Audit Issued Over State Learning Standards
Wisconsin’s legislature is now officially investigating how the state’s learning standards were changed.
The Joint Legislative Audit Committee on Tuesday approved an audit to “investigate the origins and implementation of DPI’s new school testing standards,” which were ordered by state Superintendent Jill Underly last fall.
"No matter how Superintendent Underly or her DPI try to spin it, lowering standards instead of addressing Wisconsin’s literacy crisis is wrong, and parents are entitled to transparency," Sen. Eric Wimberger, R-Oconto, and Rep. Bob Wittke, R-Caledonia, said in a statement.
Underly ordered the standards changed without talking to lawmakers, or oven Gov. Evers first.
She claimed the new standards better reflect what school kids in Wisconsin actually have learned.
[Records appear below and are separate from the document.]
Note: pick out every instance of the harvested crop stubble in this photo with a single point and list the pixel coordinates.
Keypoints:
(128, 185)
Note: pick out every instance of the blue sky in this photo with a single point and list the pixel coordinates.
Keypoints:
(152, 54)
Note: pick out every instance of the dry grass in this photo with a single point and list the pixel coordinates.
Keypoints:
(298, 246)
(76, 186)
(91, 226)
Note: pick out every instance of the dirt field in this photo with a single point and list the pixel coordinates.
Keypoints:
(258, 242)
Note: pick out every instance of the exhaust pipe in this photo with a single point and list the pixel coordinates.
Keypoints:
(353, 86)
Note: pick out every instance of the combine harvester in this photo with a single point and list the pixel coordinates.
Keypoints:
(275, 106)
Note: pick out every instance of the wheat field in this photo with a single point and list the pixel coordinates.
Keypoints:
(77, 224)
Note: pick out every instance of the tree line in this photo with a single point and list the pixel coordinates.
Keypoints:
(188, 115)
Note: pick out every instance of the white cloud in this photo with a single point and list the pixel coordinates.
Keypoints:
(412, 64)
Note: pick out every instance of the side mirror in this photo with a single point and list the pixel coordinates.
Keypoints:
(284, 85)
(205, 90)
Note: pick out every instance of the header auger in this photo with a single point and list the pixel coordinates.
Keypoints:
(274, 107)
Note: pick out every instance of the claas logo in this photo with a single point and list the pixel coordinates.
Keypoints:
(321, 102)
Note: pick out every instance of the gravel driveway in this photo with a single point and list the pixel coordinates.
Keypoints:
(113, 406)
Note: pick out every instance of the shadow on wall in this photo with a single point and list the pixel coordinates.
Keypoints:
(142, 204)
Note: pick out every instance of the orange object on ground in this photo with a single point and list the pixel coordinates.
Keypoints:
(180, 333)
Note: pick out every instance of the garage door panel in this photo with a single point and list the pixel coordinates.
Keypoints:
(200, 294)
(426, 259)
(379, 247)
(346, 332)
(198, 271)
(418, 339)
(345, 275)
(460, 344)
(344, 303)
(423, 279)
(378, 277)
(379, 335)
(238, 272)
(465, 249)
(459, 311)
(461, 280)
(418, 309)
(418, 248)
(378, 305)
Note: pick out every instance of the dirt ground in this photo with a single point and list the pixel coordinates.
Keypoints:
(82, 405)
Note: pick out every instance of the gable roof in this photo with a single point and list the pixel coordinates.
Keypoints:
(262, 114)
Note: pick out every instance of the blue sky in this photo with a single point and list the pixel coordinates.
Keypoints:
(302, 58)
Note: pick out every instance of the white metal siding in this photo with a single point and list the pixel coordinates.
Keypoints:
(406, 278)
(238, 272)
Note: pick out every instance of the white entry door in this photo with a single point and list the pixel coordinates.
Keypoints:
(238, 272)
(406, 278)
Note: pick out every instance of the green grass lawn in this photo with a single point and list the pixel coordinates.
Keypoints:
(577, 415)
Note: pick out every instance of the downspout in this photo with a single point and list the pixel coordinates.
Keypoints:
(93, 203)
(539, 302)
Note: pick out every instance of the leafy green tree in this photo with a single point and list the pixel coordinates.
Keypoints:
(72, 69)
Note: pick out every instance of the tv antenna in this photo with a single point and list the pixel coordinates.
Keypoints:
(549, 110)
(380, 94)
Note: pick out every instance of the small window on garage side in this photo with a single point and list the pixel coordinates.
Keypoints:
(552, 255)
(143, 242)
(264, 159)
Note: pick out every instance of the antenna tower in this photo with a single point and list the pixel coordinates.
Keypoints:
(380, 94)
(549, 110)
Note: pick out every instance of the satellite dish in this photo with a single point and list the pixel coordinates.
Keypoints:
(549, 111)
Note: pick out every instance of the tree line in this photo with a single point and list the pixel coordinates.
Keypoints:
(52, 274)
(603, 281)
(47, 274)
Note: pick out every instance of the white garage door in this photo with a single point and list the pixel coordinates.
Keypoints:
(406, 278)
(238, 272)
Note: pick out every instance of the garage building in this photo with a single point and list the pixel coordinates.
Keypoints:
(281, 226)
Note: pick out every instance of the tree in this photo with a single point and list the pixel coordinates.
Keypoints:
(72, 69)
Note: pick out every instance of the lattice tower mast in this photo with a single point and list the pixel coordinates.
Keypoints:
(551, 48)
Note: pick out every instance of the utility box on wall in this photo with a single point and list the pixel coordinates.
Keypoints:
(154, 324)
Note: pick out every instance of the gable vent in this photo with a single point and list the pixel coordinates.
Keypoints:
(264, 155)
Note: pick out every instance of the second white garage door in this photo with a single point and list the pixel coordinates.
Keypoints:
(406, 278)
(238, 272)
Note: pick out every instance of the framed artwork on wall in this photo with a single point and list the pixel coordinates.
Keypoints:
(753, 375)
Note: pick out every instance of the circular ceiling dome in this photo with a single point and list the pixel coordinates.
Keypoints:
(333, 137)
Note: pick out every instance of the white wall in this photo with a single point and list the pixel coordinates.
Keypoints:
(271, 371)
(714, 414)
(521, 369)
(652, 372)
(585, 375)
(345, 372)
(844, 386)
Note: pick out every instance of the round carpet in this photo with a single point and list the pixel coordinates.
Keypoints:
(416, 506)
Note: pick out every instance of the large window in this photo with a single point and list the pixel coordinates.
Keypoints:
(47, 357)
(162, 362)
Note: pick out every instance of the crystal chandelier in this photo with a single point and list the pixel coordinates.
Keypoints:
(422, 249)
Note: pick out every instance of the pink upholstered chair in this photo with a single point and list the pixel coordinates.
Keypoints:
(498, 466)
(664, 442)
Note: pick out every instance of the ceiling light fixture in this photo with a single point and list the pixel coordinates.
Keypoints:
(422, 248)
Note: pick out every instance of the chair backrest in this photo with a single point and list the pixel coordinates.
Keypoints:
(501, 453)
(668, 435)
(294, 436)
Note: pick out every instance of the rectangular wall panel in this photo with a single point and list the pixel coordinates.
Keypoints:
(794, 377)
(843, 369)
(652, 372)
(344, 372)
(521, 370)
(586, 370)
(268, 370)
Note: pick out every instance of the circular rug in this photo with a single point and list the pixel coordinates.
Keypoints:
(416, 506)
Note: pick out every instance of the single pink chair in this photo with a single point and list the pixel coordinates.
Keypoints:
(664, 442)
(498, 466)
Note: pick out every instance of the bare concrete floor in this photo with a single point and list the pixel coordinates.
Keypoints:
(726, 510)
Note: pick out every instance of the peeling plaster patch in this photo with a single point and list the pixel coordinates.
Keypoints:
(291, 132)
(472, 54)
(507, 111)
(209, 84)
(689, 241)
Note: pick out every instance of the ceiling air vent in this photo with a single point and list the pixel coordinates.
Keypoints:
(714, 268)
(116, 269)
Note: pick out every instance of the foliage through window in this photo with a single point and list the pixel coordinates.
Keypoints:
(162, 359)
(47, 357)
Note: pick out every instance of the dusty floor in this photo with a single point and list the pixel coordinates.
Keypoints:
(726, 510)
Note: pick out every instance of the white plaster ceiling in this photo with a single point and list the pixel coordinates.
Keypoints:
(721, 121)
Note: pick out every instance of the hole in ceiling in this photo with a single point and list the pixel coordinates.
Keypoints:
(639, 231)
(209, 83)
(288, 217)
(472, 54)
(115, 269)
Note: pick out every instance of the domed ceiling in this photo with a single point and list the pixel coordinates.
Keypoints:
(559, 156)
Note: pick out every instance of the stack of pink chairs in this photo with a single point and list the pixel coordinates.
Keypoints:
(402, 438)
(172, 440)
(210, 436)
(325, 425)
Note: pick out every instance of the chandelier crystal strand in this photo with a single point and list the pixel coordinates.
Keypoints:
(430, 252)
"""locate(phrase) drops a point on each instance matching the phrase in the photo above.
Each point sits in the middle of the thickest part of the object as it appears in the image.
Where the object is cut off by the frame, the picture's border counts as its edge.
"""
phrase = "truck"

Her standards, and the test results they provided, show about half of Wisconsin school kids are reading, writing, and doing math at grade level.
The Nation’s Report Card, which also every other state uses to measure learning, shows just under a third of Wisconsin students are reading, writing, and doing math as they should.
“This audit will help us understand how and why DPI decided to lower its standards, rather than addressing the fact that two-thirds of our students cannot read at grade level,” Wimberger and Wittke added.
Underly was invited to Tuesday’s Audit Committee hearing, but Wimberger and Wittke said she was a no-show.
“Superintendent Underly refused to appear before our committee to defend exactly why she lowered statewide testing standards. Our schools and our children deserve better than testing standards that exist solely to paper over DPI’s failures,” they said.
No one is saying how long the learning standards investigation will take, or what kind of cooperation auditors are expecting from Underly or the DPI.
The Audit Committee also approved an audit to look into how Gov. Evers spent billions of dollars in federal grants. That audit will go back to the COVID-era.